L’approche de la sécurisation culturelle suppose la mise en place de partenariats égaux entre les professionnels de santé et les communautés autochtones. Elle nécessite un engagement et une participation active des patients et des professionnels dans la prestation des soins de santé, ainsi que la protection de l’identité culturelle des patients autochtones. Dans cette perspective, les caractéristiques essentielles des pratiques et de l’organisation des soins doivent être définies par les communautés qui reçoivent les soins, conformément à leurs propres valeurs et normes culturelles. Le but est de renverser les rapports de pouvoir existants en offrant une place centrale aux voix historiquement marginalisées des populations autochtones.

Au-delà du concept, plusieurs pratiques illustrent comment la sécurisation culturelle des soins peut être déployée concrètement. Accorder une plus grande place à la main-d’œuvre autochtone dans le système de soins, en particulier dans les organisations qui desservent ces communautés, est un bon exemple.

Réduire les barrières

D’autre part, la sécurisation culturelle exige d’améliorer les connaissances des professionnels concernant la diversité culturelle de leur clientèle, ainsi que leurs compétences à mettre en œuvre des rencontres thérapeutiques sécuritaires et respectueuses des patients. Ces formations doivent permettre aux professionnels de reconnaître l’influence de leur propre culture sur les soins qu’ils donnent, de prendre conscience de leurs privilèges et de leur position de pouvoir dans le système de santé.

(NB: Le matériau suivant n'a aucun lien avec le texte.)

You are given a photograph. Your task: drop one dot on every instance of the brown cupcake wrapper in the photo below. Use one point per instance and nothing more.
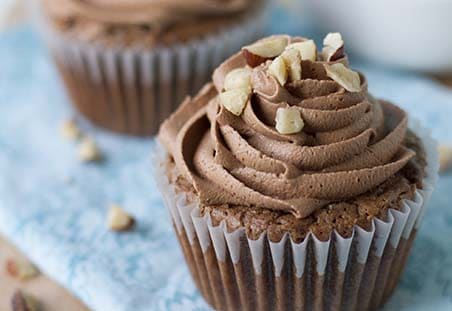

En outre, plusieurs interventions visent à réduire les barrières d’accès aux soins pour les patients autochtones, en offrant des services d’interprète, de liaison et de coordination pour les patients. Un modèle populaire dans la littérature est celui des « navigateurs-patients », où des pairs ou des professionnels de santé jouent le rôle d’intermédiaires entre le patient et le système de soins. Les navigateurs peuvent remplir une variété de rôles, allant jusqu’à prendre des rendez-vous, organiser le transport, accompagner les patients lors des consultations, traduire ou vulgariser les recommandations des professionnels. Ils peuvent procurer un soutien émotionnel ou diriger le patient vers des ressources de soutien communautaires.

D’un point de vue organisationnel, d’autres interventions visent plutôt à ancrer la spiritualité autochtone dans les pratiques traditionnelles de santé. La modification des structures organisationnelles afin d’inclure la voix des communautés desservies et de soutenir la modification des pratiques est aussi une façon de promouvoir la sécurisation culturelle.

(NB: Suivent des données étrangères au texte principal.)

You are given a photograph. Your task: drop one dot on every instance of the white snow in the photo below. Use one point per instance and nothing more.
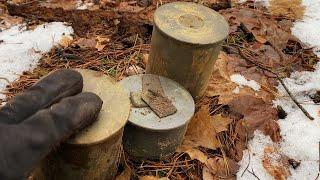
(242, 81)
(308, 29)
(300, 136)
(255, 149)
(21, 50)
(236, 90)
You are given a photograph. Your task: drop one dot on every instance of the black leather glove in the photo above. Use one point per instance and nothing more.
(36, 121)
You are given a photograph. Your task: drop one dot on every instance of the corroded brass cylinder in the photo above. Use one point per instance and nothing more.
(94, 152)
(185, 44)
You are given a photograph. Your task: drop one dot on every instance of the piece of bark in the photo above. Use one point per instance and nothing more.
(150, 82)
(159, 104)
(136, 100)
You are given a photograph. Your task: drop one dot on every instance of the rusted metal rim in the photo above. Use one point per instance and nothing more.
(191, 23)
(146, 118)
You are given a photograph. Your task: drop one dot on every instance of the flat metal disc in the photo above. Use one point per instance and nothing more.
(191, 23)
(115, 108)
(146, 118)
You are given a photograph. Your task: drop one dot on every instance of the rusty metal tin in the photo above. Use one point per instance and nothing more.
(186, 41)
(146, 136)
(94, 152)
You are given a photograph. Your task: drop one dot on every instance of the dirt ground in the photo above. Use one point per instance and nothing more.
(114, 37)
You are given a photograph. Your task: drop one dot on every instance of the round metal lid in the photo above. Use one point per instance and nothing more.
(191, 23)
(146, 118)
(114, 112)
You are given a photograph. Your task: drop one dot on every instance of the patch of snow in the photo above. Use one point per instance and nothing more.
(236, 90)
(255, 151)
(261, 2)
(242, 81)
(21, 50)
(308, 29)
(300, 136)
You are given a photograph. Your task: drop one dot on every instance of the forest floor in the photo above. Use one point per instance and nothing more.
(260, 117)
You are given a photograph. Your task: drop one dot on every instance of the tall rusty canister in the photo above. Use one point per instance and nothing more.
(94, 152)
(185, 43)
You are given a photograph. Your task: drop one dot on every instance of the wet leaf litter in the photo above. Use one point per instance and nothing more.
(234, 110)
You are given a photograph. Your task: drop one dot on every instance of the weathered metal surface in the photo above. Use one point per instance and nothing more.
(186, 41)
(95, 151)
(146, 136)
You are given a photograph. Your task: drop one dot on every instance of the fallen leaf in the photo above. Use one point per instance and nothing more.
(292, 9)
(222, 168)
(65, 41)
(134, 70)
(257, 115)
(86, 43)
(101, 42)
(125, 175)
(197, 154)
(145, 58)
(206, 174)
(221, 123)
(275, 163)
(152, 178)
(64, 4)
(201, 131)
(221, 85)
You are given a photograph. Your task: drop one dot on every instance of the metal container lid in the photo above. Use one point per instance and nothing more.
(146, 118)
(115, 108)
(191, 23)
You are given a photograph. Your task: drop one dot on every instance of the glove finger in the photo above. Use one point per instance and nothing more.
(51, 89)
(31, 140)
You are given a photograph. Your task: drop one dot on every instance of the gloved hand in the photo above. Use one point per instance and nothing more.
(36, 121)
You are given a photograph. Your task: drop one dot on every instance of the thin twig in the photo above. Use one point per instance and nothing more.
(247, 164)
(281, 82)
(252, 172)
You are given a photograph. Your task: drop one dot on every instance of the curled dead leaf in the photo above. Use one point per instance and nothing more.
(65, 41)
(86, 43)
(152, 178)
(292, 9)
(221, 123)
(101, 42)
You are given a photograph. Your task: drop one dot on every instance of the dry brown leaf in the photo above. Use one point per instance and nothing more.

En somme, ce concept s’applique à différents niveaux ; l’idéal étant la mise en place de stratégies agissant en synergie. Toutes ces solutions nécessitent des partenariats solides avec les communautés concernées, ainsi qu’une volonté politique pérenne. Celle-ci doit débuter avec la reconnaissance formelle de l’existence du racisme systémique et le droit d’accès des Autochtones à des services de santé libres de discrimination, tel que le propose le Conseil des Atikamekw de Manawan avec le Principe de Joyce.